What are the responsibilities and job description for the Data Pipeline Engineer position at Near Space Labs?
Data Pipeline Engineer
At Near Space Labs we design, build and operate a fleet of stratospheric robots to image the earth. We launch our proprietary, balloon-based imaging robots to heights between 40,000 and 60,000 feet. From this vantage point, we capture petabytes of imagery for a variety of use cases.
We seek a proactive Data Engineer to drive the evolution of our petabyte-scale geospatial imagery pipeline. This role will be instrumental in ensuring the seamless flow of data, collaborating closely with data and software engineers You will provide ongoing support by actively monitoring and troubleshooting data pipeline performance and reliability. Your contributions will directly impact our ability to deliver high-quality imagery to customers with optimal speed and reliability.
Your responsibilities will include:
- Build and maintain our proprietary data pipeline for batch geospatial data processing.
- Monitor and support data pipeline performance and reliability.
- Develop new data processing tasks to support evolving data requirements.
- Design and implement data storage solutions using cloud-based storage services.
- Develop and optimize data workflows using distributed systems.
- Rapid generation of functional prototypes
Location
This is a remote position open to anyone authorized to work in the United States.
Our Stack
- Python & Typescript
- Distributed system, gRPC services, Protobuf, REST
- Kubernetes, Istio
- Google Cloud Platform, Docker, Pub/sub
- PostgreSQL, MongoDb, Google Cloud Storage
- GDAL, Shapely, Spatio-Temporal Asset Catalogs
Your Skills
- Proficient in Python: 5 years of experience developing robust data pipelines and applications, with a strong understanding of data structures, algorithms and geospatial data.
- Data Pipeline Expertise: Proven experience designing, building, and maintaining scalable data pipelines using distributed processing frameworks (e.g., Airflow, Spark, etc).
- Containerization and Kubernetes: Demonstrated ability to interact and manage containerized data applications using Docker and Kubernetes.
- Cloud Storage and Data Warehousing: Experience working with cloud-based storage solutions (e.g., AWS S3, Google Cloud Storage, Azure Blob Storage) and data warehousing technologies.

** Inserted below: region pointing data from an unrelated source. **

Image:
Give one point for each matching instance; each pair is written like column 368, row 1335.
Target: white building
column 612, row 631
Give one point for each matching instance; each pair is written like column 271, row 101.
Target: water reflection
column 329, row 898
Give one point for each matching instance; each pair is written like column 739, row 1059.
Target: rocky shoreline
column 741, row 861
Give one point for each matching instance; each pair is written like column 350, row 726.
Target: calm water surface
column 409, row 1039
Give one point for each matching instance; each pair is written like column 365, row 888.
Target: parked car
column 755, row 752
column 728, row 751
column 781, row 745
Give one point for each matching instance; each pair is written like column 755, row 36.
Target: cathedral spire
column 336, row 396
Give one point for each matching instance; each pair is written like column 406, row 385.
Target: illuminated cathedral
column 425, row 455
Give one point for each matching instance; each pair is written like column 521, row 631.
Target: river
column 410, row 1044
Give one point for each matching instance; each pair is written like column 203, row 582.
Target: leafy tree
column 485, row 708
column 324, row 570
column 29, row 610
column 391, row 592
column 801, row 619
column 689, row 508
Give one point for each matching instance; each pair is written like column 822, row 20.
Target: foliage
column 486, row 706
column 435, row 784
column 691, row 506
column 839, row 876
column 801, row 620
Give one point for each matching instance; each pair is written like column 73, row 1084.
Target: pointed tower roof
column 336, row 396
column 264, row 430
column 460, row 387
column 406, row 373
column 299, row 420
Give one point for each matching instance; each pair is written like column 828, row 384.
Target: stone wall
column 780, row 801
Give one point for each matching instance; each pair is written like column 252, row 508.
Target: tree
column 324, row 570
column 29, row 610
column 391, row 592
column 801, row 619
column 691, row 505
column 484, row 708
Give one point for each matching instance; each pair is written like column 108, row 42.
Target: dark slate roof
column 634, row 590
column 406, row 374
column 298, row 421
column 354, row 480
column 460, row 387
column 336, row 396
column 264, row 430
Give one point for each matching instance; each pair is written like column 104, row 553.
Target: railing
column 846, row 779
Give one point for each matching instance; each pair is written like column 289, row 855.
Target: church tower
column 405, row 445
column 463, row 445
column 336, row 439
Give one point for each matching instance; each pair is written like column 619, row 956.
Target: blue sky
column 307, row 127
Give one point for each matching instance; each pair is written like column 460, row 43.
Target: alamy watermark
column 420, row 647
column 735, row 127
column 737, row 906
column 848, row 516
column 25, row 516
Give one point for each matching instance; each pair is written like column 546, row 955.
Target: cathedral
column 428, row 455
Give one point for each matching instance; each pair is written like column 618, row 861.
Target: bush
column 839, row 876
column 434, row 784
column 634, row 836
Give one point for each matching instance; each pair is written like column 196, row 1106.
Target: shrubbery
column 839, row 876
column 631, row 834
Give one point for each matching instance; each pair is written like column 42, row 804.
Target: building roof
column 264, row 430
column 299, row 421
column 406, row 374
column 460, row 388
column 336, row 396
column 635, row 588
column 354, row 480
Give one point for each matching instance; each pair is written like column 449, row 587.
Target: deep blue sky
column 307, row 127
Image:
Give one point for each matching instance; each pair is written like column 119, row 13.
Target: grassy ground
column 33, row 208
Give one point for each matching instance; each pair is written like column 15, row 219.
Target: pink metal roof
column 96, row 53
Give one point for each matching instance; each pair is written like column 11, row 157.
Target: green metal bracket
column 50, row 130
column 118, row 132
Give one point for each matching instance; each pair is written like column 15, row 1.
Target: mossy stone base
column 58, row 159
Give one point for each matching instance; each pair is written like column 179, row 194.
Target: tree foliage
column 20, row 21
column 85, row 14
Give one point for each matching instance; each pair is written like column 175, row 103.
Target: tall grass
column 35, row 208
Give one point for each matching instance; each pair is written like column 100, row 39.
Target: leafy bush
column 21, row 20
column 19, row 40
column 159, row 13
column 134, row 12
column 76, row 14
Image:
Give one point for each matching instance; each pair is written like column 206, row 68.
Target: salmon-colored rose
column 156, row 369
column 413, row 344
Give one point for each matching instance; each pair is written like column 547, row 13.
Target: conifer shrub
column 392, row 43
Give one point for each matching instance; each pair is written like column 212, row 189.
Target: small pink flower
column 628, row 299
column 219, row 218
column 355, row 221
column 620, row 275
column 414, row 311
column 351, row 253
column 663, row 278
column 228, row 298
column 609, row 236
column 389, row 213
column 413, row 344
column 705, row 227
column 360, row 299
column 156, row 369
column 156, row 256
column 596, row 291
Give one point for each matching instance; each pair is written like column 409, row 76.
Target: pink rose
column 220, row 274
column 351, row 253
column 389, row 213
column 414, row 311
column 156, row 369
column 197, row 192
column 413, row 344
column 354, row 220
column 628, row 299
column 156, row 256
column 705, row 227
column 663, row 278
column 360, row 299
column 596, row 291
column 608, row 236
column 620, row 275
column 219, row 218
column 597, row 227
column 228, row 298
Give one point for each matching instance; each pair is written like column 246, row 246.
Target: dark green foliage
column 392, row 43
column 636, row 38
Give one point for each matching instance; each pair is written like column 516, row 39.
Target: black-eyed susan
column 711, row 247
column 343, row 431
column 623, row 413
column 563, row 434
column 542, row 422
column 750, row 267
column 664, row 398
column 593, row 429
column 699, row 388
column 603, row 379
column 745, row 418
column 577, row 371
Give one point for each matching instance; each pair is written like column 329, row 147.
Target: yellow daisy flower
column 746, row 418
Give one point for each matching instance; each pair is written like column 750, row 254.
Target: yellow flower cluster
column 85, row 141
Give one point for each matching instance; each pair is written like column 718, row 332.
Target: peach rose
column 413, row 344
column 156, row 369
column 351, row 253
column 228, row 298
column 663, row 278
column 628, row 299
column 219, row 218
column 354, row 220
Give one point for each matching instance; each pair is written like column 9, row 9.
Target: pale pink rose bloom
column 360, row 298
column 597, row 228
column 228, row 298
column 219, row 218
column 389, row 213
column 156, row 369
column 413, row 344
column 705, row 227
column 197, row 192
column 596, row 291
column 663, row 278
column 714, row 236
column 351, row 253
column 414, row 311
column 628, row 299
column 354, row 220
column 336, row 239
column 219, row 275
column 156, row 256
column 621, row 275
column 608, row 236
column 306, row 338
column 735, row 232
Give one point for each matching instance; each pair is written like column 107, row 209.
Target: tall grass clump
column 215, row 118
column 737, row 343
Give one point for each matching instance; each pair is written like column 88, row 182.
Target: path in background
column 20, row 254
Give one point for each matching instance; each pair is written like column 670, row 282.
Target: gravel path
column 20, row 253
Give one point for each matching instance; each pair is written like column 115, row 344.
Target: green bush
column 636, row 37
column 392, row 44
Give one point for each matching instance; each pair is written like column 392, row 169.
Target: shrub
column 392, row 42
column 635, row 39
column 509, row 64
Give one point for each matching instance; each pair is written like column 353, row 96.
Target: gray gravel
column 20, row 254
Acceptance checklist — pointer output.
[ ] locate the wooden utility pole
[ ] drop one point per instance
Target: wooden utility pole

- Understanding of distributed systems: Knowledge of how distributed systems work and the challenges that they present.
- Problem-Solving and Troubleshooting: Strong ability to diagnose and resolve complex data infrastructure and pipeline issues.
- Self-Starter and Collaborative: Ability to work independently and collaboratively in a fast-paced environment, managing projects and deliverables effectively.
What We Offer
- An exciting startup culture where you will have the opportunity to play a critical role in building and scaling a one-of-a-kind technology and organization.
- You will be part of an enthusiastic, international and motivated team of professionals who are committed to building unique technologies, being rigorous, and finding novel solutions to interesting problems.
- A diverse and inclusive workplace where we welcome people of different backgrounds, experiences and perspectives.
- A commitment that you will never be bored.
Equal Employment Opportunity
Near Space Labs is committed to diversity in our organization and building an equitable and inclusive environment for people of all backgrounds and experiences. Near Space Labs provides equal employment opportunities to all employees and applicants for employment without regard to race, color, religion, sex, national origin, age, disability or genetics.